Financing by hedge funds and private equity is certainly not new in Hollywood; it's been around for a long time. So has the practice of selling off international rights and partnerships between studio competitors. Remember James Cameron's Titanic? It took the studio segments of both Viacom (NYSE: VIA) and News Corp. (NYSE: NWS) to shoulder that costly celluloid endeavor. But, although I recognize that filmmaking is extremely risky, and that a flop is very much in the cards whether or not big stars are in a film, I also have to wonder if it might be better for studios to simply lessen their risk by making much cheaper movies and foregoing the distribution of risk. What's my beef with distribution of risk? Well, I'm not the first to say this, and it's pretty obvious at any rate: hedge your bet, and you also limit your upside score in terms of a windfall.

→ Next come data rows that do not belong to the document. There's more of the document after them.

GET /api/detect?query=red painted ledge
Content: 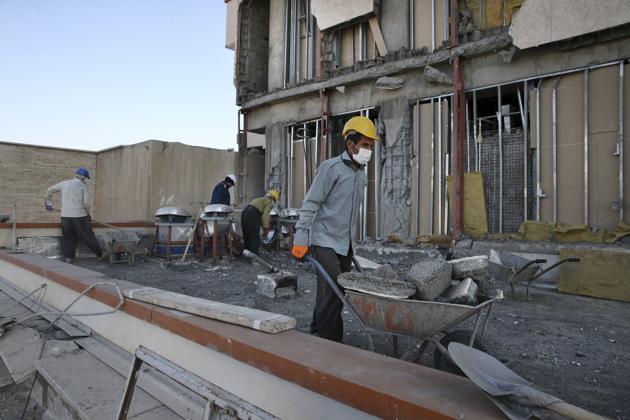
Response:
[0,251,504,419]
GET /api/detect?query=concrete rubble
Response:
[448,255,488,279]
[440,277,479,305]
[407,259,453,300]
[337,268,416,298]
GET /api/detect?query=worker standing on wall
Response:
[210,174,236,206]
[241,190,280,254]
[291,117,378,342]
[44,167,109,264]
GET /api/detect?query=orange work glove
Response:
[291,245,308,260]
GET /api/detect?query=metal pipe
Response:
[282,0,290,88]
[619,60,624,222]
[438,100,443,234]
[466,101,470,172]
[516,87,527,220]
[536,79,543,222]
[584,69,589,226]
[473,91,481,171]
[497,85,503,233]
[431,99,435,234]
[11,203,17,252]
[551,78,560,223]
[409,0,416,50]
[431,0,435,52]
[523,82,529,221]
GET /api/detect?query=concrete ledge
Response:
[0,252,503,419]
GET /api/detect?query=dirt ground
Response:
[66,246,630,419]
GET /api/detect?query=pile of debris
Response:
[338,255,495,306]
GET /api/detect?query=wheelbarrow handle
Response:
[304,255,374,351]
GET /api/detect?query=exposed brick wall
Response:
[236,0,269,105]
[0,143,96,222]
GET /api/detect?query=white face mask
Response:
[352,148,372,165]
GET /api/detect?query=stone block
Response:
[442,277,478,305]
[256,271,297,299]
[407,260,453,300]
[337,270,416,298]
[448,255,488,279]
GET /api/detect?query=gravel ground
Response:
[0,250,630,419]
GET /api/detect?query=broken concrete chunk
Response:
[442,277,478,305]
[407,260,452,300]
[337,270,416,298]
[448,255,488,279]
[372,264,398,279]
[374,76,405,90]
[424,66,453,85]
[256,271,297,299]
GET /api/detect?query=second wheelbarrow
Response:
[488,249,580,299]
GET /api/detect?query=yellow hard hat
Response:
[267,190,280,201]
[341,117,378,141]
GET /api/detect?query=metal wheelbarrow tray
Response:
[306,256,503,373]
[488,249,580,299]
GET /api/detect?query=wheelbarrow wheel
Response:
[433,330,488,376]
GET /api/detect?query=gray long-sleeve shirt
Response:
[46,178,90,217]
[293,152,367,255]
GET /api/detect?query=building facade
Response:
[226,0,630,238]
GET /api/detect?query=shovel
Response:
[448,342,606,420]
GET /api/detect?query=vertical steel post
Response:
[536,79,543,222]
[619,60,624,222]
[551,78,560,223]
[497,85,503,233]
[523,81,529,221]
[584,69,589,226]
[431,99,435,234]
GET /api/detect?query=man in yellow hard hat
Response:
[291,117,378,342]
[241,190,280,254]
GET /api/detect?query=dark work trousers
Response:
[241,205,262,254]
[310,245,352,343]
[61,216,103,258]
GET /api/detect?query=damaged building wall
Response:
[236,0,270,104]
[0,142,98,222]
[378,98,413,237]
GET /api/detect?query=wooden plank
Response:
[123,287,296,333]
[368,17,387,56]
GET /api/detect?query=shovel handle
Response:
[545,401,607,420]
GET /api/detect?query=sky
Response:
[0,0,237,150]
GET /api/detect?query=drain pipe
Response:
[449,0,466,241]
[11,203,17,252]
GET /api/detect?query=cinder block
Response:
[256,271,297,299]
[407,259,453,300]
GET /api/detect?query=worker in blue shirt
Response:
[210,174,236,206]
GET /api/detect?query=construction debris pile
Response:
[338,255,497,306]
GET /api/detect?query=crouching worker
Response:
[45,167,109,263]
[291,117,377,342]
[241,190,280,254]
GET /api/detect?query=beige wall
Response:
[0,142,97,222]
[95,141,152,222]
[150,141,237,219]
[0,140,237,223]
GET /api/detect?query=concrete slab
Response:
[124,287,296,333]
[38,350,170,420]
[0,326,44,383]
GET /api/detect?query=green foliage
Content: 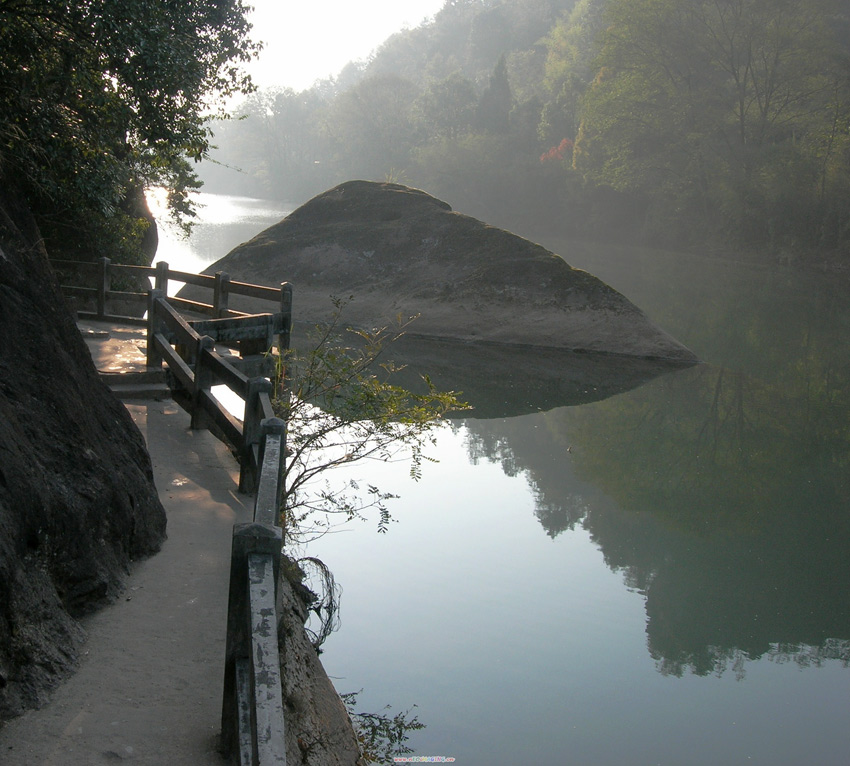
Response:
[195,0,850,260]
[340,689,425,763]
[575,0,848,248]
[0,0,257,264]
[273,300,467,541]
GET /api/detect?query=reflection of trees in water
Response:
[460,353,850,676]
[466,415,588,538]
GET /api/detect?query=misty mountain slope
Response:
[180,181,696,361]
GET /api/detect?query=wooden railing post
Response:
[191,335,215,428]
[97,258,112,319]
[239,378,272,493]
[147,290,163,367]
[277,282,292,357]
[213,271,230,319]
[154,261,168,295]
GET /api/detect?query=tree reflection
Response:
[467,356,850,677]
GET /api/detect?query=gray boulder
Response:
[180,181,697,362]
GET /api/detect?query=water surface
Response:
[160,195,850,766]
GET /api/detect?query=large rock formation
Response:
[181,181,696,362]
[0,195,165,718]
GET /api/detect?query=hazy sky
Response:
[243,0,444,90]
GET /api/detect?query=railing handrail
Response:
[50,258,291,324]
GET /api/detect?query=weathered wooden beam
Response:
[189,314,277,350]
[202,350,250,399]
[201,391,244,450]
[97,258,111,319]
[213,271,230,317]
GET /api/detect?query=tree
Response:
[0,0,258,258]
[476,56,513,135]
[575,0,845,249]
[273,299,468,541]
[420,72,477,141]
[328,75,419,182]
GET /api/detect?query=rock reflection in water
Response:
[466,365,850,676]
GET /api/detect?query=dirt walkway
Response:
[0,401,252,766]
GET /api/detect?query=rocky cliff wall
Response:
[0,195,166,719]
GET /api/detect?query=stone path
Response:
[0,328,252,766]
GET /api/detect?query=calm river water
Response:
[154,195,850,766]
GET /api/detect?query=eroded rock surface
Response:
[0,195,165,719]
[181,181,696,361]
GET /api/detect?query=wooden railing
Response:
[147,292,292,492]
[51,258,291,324]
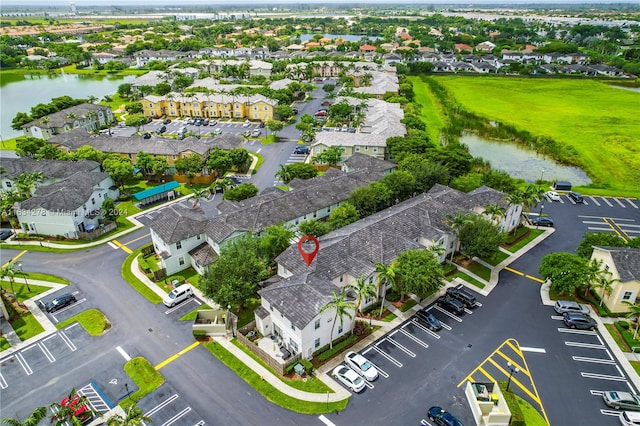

Taking on more risk allows a studio to make more money. Yes, they can lose more money, too; that's why I'll beat the drum again and again concerning movie budgets: Hollywood must figure out a way to bring budgets down, and they must limit compensation packages to expensive talent. Also, studios must work on being more economical when it comes to promotional campaigns. Studios over at Disney (NYSE: DIS) and Time Warner (NYSE: TWX) are part of bigger media conglomerates, and they are so vertically integrated that they could cut marketing costs significantly, in my opinion at least, via better synergies between all the various platforms. Yeah, I understand the need to spread the risk. But, heck, I also want media companies that I have an investment in to make as much green as possible.
Disclosure: I own shares in Disney and General Electric.











Reader Comments (Page 1 of 1)
3-04-2008 @ 3:39PM
maggie mayer said...
If a studio wants to smash the pygg and bring in the big guns (talent-wise) and then reach out for assistance to cover the difference, what's the beef? While I understand that maximizing invested dollars is primary to the investors, the studios are well within their rights to turn outside for a deeper well to draw from. Knowing that any amount of positive return is what one is looking for, wouldn't a split share of a blockbuster's revenue be better than a lesser return of a smaller sleeper? (or perish the thought, a loss?!)Creative financing has been a tenant of film making since it's inception as an industry. Knowing that studios will be reaching far and wide to cover costs may or may not be a comfort to investors, but hopefully it will keep the industry viable for the mass consumption it is geared toward.